How much each recipient receives appears to vary quite a bit, but probably most people will have earned a payment on the smaller end of that $125 scale — like less than $10. Those who received higher amounts likely spent more time documenting actual losses and/or explaining how the breach affected them personally.
So far this week, KrebsOnSecurity has received at least 20 messages from readers seeking more information about these notices. Some readers shared copies of letters they got in the mail along with a paper check from the Equifax Breach Settlement Fund (see screenshot above).
Others said they got emails from the Equifax Breach Settlement domain that looked like an animated greeting card offering instructions on how to redeem a virtual prepaid card.
If you received one of these settlement emails and are wary about clicking the included links (good for you, by the way), copy the redemption code and paste it into the search box at myprepaidcenter.com/redeem. Successfully completing the card application requires accepting a prepaid MasterCard agreement (PDF).
The website for the settlement — equifaxbreachsettlement.com — also includes a lookup tool that lets visitors check whether they were affected by the breach; it requires your last name and the last six digits of your Social Security Number.
In February 2020, the U.S. Justice Department indicted four Chinese officers of the People’s Liberation Army (PLA) for perpetrating the 2017 Equifax hack. DOJ officials said the four men were responsible for carrying out the largest theft of sensitive personal information by state-sponsored hackers ever recorded.
Equifax surpassed Wall Street’s expectations in its most recently quarterly earnings: The company reported revenues of $1.24 billion for the quarter ending September 2022.
Of course, most of those earnings come from Equifax’s continued legal ability to buy and sell eye-popping amounts of financial and personal data on U.S. consumers.
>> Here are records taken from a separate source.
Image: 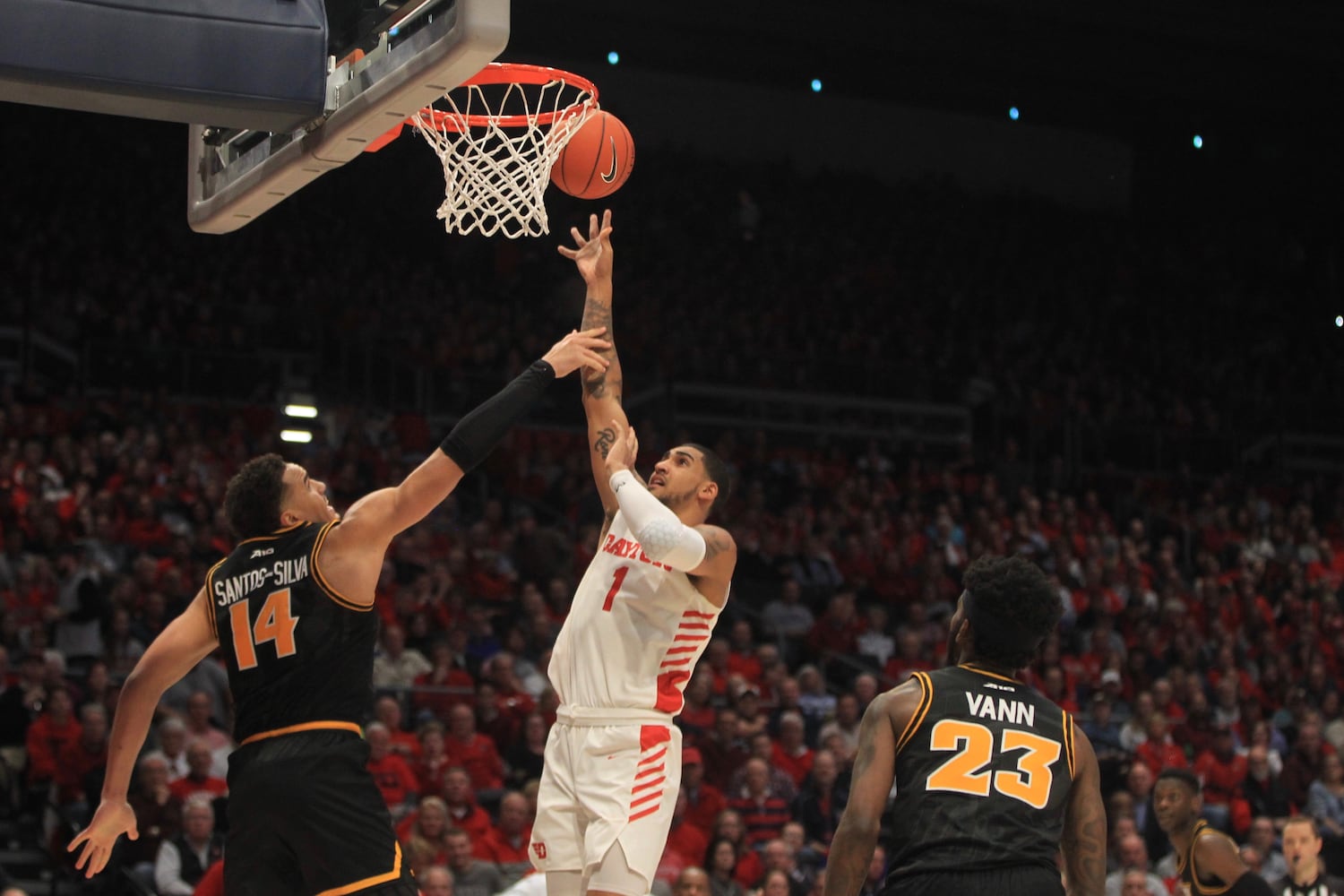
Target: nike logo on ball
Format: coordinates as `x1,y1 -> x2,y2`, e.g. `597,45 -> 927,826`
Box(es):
602,137 -> 616,183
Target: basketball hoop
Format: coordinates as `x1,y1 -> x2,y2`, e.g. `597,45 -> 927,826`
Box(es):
368,62 -> 599,239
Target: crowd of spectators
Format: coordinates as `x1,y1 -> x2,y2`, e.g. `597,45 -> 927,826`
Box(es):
0,105 -> 1344,896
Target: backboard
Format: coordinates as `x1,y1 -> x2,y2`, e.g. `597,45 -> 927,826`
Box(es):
187,0 -> 510,234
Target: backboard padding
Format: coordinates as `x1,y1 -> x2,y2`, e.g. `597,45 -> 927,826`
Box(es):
187,0 -> 510,234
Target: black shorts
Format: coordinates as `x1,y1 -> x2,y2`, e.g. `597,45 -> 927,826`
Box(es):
225,729 -> 419,896
882,866 -> 1064,896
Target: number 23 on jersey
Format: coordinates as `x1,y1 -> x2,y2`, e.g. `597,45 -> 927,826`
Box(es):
925,719 -> 1064,809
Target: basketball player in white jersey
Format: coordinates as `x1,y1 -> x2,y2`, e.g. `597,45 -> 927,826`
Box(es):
531,211 -> 737,896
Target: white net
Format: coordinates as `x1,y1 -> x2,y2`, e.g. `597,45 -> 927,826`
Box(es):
411,72 -> 599,239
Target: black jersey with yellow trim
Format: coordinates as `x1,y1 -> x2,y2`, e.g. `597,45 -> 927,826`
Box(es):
884,664 -> 1074,893
206,522 -> 378,742
1176,818 -> 1241,896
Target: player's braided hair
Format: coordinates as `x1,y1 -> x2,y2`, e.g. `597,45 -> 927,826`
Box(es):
225,454 -> 285,541
962,556 -> 1064,669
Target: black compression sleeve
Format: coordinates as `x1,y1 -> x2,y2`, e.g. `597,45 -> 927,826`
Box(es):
1228,871 -> 1274,896
440,361 -> 556,473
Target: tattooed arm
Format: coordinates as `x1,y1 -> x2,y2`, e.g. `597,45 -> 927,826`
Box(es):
825,678 -> 922,896
1059,726 -> 1107,896
559,210 -> 628,538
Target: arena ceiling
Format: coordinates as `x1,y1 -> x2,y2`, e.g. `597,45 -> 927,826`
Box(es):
504,0 -> 1344,135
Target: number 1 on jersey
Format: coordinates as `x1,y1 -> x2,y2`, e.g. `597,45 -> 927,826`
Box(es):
602,567 -> 631,613
228,589 -> 298,669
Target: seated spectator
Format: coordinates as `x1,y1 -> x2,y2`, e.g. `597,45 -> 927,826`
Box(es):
1107,868 -> 1167,896
696,707 -> 752,793
411,630 -> 476,719
481,650 -> 537,728
145,716 -> 191,780
473,681 -> 513,750
365,721 -> 419,823
710,809 -> 762,891
793,750 -> 849,853
817,694 -> 863,767
725,731 -> 798,802
761,837 -> 812,896
1246,815 -> 1288,882
123,754 -> 182,888
682,747 -> 728,838
761,579 -> 816,659
168,740 -> 228,806
475,791 -> 532,887
733,684 -> 771,740
728,619 -> 765,688
444,766 -> 491,841
155,794 -> 225,896
183,691 -> 234,754
1193,724 -> 1249,833
1279,710 -> 1333,811
397,797 -> 449,877
374,625 -> 433,691
704,837 -> 747,896
1301,754 -> 1344,869
1134,712 -> 1190,775
672,866 -> 710,896
883,629 -> 933,684
1271,815 -> 1344,896
56,702 -> 108,823
504,712 -> 550,790
659,788 -> 710,876
1107,834 -> 1167,896
1242,745 -> 1293,831
416,866 -> 453,896
411,721 -> 453,794
448,829 -> 504,896
444,704 -> 504,790
374,694 -> 421,763
27,686 -> 83,788
771,712 -> 814,788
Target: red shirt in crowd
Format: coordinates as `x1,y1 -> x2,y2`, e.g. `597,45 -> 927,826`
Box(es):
367,753 -> 419,809
444,735 -> 504,790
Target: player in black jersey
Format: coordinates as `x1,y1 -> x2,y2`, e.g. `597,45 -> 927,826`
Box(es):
1153,769 -> 1274,896
70,329 -> 609,896
825,557 -> 1107,896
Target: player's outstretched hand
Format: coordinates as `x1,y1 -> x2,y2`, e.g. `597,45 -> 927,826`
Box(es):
66,799 -> 140,877
559,208 -> 612,283
542,326 -> 612,377
607,419 -> 640,476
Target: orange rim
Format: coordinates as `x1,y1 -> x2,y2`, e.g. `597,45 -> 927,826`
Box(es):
365,62 -> 597,151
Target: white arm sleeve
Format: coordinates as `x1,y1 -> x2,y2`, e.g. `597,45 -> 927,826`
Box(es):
610,470 -> 704,573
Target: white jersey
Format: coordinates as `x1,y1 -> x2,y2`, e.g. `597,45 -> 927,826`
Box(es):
548,511 -> 719,715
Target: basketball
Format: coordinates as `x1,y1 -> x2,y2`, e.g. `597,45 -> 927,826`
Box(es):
551,111 -> 634,199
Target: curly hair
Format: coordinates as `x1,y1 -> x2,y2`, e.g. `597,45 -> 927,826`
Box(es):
225,454 -> 285,541
962,556 -> 1064,669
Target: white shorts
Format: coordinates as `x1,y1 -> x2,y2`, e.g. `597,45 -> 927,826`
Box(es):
530,707 -> 682,892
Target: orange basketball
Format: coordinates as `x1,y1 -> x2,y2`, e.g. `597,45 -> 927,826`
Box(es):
551,111 -> 634,199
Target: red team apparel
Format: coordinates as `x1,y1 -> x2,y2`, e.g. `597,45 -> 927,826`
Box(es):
531,512 -> 719,884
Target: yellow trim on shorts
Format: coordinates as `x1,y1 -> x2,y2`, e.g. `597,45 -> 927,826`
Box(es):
1061,712 -> 1074,780
308,520 -> 374,613
317,844 -> 402,896
238,721 -> 365,747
As one of the three major credit bureaus, Equifax collects and packages information about your credit, salary, and employment history. It tracks how many credit cards you have, how much money you owe, and how you pay your bills. Each company creates a credit report about you, and then sells this report to businesses who are deciding whether to give you credit.
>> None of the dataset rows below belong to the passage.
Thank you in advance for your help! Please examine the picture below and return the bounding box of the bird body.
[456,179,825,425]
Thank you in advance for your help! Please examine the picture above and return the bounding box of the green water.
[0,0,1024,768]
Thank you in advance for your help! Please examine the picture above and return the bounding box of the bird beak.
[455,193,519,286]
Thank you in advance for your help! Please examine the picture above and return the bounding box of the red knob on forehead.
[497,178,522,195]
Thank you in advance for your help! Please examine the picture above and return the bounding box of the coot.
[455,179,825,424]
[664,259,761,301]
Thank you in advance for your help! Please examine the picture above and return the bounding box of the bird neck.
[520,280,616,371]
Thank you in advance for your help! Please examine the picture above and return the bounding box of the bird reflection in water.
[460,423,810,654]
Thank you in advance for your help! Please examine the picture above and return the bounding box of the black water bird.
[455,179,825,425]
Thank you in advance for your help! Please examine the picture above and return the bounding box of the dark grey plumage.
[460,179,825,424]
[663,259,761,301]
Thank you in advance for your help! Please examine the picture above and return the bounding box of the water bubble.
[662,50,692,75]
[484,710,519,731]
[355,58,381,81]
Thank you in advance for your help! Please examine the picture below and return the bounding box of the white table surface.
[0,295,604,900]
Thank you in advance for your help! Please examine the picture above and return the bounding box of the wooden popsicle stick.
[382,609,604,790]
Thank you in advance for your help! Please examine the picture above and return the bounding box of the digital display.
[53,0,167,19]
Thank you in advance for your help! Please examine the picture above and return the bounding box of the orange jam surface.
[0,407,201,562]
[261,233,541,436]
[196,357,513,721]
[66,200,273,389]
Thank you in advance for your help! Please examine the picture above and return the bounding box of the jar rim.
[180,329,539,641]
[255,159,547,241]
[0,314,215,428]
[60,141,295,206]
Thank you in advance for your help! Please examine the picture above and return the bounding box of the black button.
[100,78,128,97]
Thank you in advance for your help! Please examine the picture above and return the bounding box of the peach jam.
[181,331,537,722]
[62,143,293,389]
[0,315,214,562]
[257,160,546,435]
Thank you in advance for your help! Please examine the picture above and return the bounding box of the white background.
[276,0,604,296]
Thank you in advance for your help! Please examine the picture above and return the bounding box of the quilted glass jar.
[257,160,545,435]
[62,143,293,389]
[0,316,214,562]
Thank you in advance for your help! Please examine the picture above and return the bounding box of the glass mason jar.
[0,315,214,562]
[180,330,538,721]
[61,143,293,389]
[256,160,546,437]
Americans currently have no legal right to opt out of this data collection and trade. But you can and also should and freeze your credit, which by the way can make your credit profile less profitable for companies like Equifax — because they make money every time some potential creditor wants a peek inside your financial life. Also, it’s probably a good idea to freeze the credit of your children and/or dependents as well. It’s free on both counts.